5K from the Frontline
Anastasia Taylor-Lind & Alisa Sopova
Ever since Ukraine was first invaded in 2014, millions of people in this country have been learning to inhabit war—to make it their living environment. In the process, they discovered that war looks very different on the inside than on the outside.
Most people think they know what war is. We’ve seen it thousands of times in movies and news coverage: tanks, soldiers, explosions, crying women, and pitiable refugees. These images are so familiar, they’ve become trite.
But guess what? Most of the time, war does not look like this. Most of the time, it seems too normal, too much like peace, to catch the eye of journalists and filmmakers. Often, only a tiny detail, like a tape in the shape of an X across a window or an unusual emptiness in the street, reveals that something is off.
Yet this seeming normality of the abnormal—this integration of horror and the mundane—is what tells the most poignant story of the human condition during war.

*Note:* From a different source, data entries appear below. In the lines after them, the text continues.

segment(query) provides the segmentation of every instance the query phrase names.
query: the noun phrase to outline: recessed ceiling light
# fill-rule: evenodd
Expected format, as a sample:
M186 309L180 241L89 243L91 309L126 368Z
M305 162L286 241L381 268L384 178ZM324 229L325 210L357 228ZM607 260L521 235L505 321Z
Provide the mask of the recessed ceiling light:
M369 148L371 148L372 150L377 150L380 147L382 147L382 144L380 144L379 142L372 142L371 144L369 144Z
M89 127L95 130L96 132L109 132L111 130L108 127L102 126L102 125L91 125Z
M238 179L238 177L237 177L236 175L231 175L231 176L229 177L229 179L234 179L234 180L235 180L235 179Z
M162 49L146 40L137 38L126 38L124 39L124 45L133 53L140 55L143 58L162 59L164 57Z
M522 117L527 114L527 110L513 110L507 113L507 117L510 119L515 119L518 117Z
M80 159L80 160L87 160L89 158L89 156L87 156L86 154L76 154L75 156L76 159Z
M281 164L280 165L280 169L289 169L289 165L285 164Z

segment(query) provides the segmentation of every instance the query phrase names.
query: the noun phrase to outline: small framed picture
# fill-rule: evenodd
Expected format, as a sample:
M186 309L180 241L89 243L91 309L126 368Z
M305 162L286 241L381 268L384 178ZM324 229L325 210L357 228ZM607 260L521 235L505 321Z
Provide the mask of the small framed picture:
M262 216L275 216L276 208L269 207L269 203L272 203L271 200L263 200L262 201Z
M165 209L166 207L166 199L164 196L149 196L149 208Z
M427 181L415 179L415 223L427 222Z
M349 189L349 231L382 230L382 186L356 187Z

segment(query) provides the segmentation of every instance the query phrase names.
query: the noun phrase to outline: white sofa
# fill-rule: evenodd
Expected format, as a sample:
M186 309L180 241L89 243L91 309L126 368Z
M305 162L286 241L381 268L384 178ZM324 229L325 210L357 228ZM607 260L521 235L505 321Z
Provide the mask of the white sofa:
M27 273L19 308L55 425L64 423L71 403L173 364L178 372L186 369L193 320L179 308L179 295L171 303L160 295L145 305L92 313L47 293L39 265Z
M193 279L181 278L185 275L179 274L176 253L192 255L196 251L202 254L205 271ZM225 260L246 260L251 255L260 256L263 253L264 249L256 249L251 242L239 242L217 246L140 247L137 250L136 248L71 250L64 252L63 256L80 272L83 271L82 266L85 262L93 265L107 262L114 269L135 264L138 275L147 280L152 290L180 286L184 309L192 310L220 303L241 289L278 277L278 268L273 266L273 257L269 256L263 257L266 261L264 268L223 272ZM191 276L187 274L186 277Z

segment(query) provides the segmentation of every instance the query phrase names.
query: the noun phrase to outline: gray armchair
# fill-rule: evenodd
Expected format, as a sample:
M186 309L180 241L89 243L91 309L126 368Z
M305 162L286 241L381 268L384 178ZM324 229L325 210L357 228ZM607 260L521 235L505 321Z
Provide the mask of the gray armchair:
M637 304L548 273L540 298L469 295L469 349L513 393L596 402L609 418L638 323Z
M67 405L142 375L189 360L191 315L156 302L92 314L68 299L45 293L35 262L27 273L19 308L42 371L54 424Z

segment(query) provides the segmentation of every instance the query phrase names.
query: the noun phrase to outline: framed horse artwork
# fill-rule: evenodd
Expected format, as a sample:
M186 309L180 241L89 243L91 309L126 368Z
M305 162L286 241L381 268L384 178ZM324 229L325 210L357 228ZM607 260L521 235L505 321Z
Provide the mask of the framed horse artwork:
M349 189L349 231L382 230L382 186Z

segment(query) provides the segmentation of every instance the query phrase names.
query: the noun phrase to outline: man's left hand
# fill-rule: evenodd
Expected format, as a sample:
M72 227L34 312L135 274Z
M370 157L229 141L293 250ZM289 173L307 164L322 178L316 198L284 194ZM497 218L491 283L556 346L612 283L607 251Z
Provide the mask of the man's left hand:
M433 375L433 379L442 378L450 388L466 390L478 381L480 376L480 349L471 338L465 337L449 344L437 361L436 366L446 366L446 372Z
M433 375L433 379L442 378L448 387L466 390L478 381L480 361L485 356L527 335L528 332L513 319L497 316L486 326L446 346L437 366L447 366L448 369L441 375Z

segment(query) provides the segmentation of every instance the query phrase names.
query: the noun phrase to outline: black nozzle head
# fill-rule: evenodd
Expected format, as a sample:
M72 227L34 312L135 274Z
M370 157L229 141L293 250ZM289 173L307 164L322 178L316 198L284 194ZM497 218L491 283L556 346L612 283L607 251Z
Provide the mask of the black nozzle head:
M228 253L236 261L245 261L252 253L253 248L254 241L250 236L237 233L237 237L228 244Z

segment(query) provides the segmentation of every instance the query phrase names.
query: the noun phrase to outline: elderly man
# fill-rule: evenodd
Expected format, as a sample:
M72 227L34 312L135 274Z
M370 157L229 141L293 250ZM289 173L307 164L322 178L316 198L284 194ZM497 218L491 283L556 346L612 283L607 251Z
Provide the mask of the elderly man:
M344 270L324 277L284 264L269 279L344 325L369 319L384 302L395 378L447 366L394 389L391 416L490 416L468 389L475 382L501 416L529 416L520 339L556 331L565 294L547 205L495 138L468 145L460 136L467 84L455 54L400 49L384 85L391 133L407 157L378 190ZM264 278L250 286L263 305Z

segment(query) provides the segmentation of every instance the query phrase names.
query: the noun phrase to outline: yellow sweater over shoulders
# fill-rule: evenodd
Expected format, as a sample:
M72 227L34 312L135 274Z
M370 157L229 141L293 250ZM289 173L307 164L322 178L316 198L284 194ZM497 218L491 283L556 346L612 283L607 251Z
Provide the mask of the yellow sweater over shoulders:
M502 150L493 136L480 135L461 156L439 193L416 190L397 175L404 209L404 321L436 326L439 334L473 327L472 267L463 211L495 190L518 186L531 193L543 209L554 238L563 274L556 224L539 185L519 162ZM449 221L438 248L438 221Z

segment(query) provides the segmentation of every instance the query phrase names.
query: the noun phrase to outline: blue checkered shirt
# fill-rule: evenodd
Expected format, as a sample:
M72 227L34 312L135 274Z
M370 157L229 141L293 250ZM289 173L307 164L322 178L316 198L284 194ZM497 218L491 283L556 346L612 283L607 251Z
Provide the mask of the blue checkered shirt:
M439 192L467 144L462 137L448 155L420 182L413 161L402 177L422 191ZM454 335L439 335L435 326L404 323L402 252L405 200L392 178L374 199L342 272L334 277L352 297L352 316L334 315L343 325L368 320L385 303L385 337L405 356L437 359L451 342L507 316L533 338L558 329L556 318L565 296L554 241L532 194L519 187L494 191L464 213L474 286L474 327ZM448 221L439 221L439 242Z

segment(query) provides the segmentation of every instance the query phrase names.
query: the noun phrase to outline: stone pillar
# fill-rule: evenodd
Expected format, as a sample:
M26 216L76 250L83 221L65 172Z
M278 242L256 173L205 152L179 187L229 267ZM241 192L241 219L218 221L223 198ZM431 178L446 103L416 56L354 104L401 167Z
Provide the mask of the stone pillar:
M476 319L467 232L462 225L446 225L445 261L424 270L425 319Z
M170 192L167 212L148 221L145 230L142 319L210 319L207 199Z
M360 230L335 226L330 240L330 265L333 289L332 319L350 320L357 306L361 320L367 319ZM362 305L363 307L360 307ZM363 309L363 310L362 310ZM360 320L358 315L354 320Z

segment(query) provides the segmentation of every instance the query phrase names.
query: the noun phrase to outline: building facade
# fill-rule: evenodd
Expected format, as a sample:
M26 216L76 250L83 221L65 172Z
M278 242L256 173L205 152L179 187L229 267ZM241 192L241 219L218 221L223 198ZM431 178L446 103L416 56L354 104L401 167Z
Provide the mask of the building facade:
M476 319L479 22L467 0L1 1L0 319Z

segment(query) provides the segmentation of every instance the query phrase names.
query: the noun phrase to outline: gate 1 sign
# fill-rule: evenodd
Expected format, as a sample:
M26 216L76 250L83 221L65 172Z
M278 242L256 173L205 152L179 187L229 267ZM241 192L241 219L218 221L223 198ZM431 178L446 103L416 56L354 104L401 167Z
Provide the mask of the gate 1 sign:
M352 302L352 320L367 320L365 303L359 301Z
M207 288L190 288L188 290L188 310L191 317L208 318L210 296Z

It also reminds us that war does not happen to some distant, constructed other—a group of people imagined as perpetually miserable or undignified. It happens to people just like us, who do all the everyday things people do—cook, clean, text their relatives, drink coffee, go for walks—even under extreme circumstances. Indeed, it can happen to anyone. Our goal is to show this side of war to make the experience of those who live through it more relatable.